MANCHESTER, NH – Gov. Chris Sununu on Monday signed an executive order that allows physicians at Manchester’s Veterans Affairs Medical Center to provide medical care to VA patients at any of New Hampshire’s community hospitals.
The order, which is effective for the next 240 days, will fast-track NH licenses for out-of-state physicians and physicians assistants. It was signed to help bridge a gap in services created at the Manchester VA after a burst pipe caused flooding, and disrupted routine services to patients.
Catholic Medical Center is the first provider to partner with the VA on this initiative.
The state licensing process normally takes about two months. With the executive order in place, it will now take only about two weeks, said Dr. Joseph Pepe, CEO and President of Catholic Medical Center.
Using the power of executive order was the quickest way to solve “a technical glitch,” Sununu said, which was brought to his attention last week by Al Montoya, Acting Director for the Manchester VA.
Catholic Medical Center had offered to provide necessary services, which have been interrupted at the VA due to needed repairs.

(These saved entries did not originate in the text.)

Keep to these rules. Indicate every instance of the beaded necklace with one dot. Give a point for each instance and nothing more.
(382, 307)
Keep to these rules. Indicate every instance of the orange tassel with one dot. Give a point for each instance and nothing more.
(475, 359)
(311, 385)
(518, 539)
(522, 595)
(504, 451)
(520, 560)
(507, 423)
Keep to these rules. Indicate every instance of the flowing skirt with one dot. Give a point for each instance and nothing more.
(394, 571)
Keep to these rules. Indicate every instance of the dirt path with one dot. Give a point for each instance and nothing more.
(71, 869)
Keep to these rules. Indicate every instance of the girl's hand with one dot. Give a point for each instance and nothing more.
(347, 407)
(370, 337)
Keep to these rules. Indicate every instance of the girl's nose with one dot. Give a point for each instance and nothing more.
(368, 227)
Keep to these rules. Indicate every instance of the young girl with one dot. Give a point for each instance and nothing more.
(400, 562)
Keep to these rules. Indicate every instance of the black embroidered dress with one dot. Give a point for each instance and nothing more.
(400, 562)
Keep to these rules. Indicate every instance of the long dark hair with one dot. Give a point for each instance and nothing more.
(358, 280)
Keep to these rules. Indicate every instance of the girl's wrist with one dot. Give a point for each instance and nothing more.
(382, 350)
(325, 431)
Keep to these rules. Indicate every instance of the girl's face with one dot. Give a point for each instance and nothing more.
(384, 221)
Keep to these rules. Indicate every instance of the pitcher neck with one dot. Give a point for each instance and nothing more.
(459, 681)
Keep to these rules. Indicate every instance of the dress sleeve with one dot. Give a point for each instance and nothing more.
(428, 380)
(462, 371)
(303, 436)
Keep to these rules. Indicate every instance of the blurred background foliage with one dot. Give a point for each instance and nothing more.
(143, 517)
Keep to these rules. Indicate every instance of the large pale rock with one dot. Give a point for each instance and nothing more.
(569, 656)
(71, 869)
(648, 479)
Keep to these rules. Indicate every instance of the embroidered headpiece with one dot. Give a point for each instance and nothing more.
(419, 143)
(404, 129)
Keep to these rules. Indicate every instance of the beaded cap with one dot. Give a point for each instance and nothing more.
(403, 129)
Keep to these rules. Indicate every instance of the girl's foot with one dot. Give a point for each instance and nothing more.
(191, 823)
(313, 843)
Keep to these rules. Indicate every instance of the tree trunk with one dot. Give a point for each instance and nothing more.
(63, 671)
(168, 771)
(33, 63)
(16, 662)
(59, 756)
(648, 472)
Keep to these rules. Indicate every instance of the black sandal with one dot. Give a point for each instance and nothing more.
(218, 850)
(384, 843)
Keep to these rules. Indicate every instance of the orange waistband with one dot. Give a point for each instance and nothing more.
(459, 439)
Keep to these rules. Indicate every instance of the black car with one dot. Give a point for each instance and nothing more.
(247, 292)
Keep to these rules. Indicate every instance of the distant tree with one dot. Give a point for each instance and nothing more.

However, in the process of finalizing that partnership, it was discovered that many physicians and physicians assistants who provide care for veterans through the VA are licensed out of state. In order for them to be able to provide care at a private hospital, like CMC, they were required to obtain NH licenses.
Sununu explained that because the VA is a federal facility, practitioners can be licensed in any state.
“When Al called me on Friday and made me aware that there was not only a technical glitch, but a serious concern in the system, that many of the VA physicians and medical assistants may not necessarily be licensed within the state of New Hampshire, it threatened the ability of the VA to partner with Catholic Medical to provide some serious and much-needed procedures,” Sununu said.
The executive order was issued with the support of the NH Board of Medicine and the Attorney General’s office, Sununu said.
“This allows us to use some of the services we were not able to do at the VA because of the flooding,” Montoya said.
He used endoscopy as an example of the kind of service that can be performed at CMC for veterans now, instead of at the VA.
“We have four providers for endoscopy, two of which don’t have New Hampshire licenses. This allows us to do that a little bit quicker. Once we see that it’s successful for smaller procedures, we want to branch out to other services – anything we’d normally do at the Manchester VA,” Montoya said.
The executive order applies to all New Hampshire medical facilities. Montoya said he has a meeting scheduled with the CEOs of the NH Hospital Association to see what can be done to bring care closer to where veterans live, going forward.
“This public/private partnership could apply to many facilities. One of the most frequent complaints we hear is that veterans have to drive down a great distance to get to Manchester,” Montoya said.
The VA will be seeking partnerships with other hospitals while the Manchester hospital is repaired.
“This is a collaboration to solve an issue, and there’s no bigger issue than the health of our veterans,” Pepe said.
Although Montoya did not know off hand the exact number of physicians and physicians assistants currently working for the VA without New Hampshire licenses, he noted that there are about 100 medical providers among their staff of 800, who served the state’s 25,000 veterans.
“The state of New Hampshire is committed to delivering results for New Hampshire’s veterans,” said Sununu. “This executive order provides for a continuum of services for our veterans, and we will stop at nothing to deliver the best care. Period.”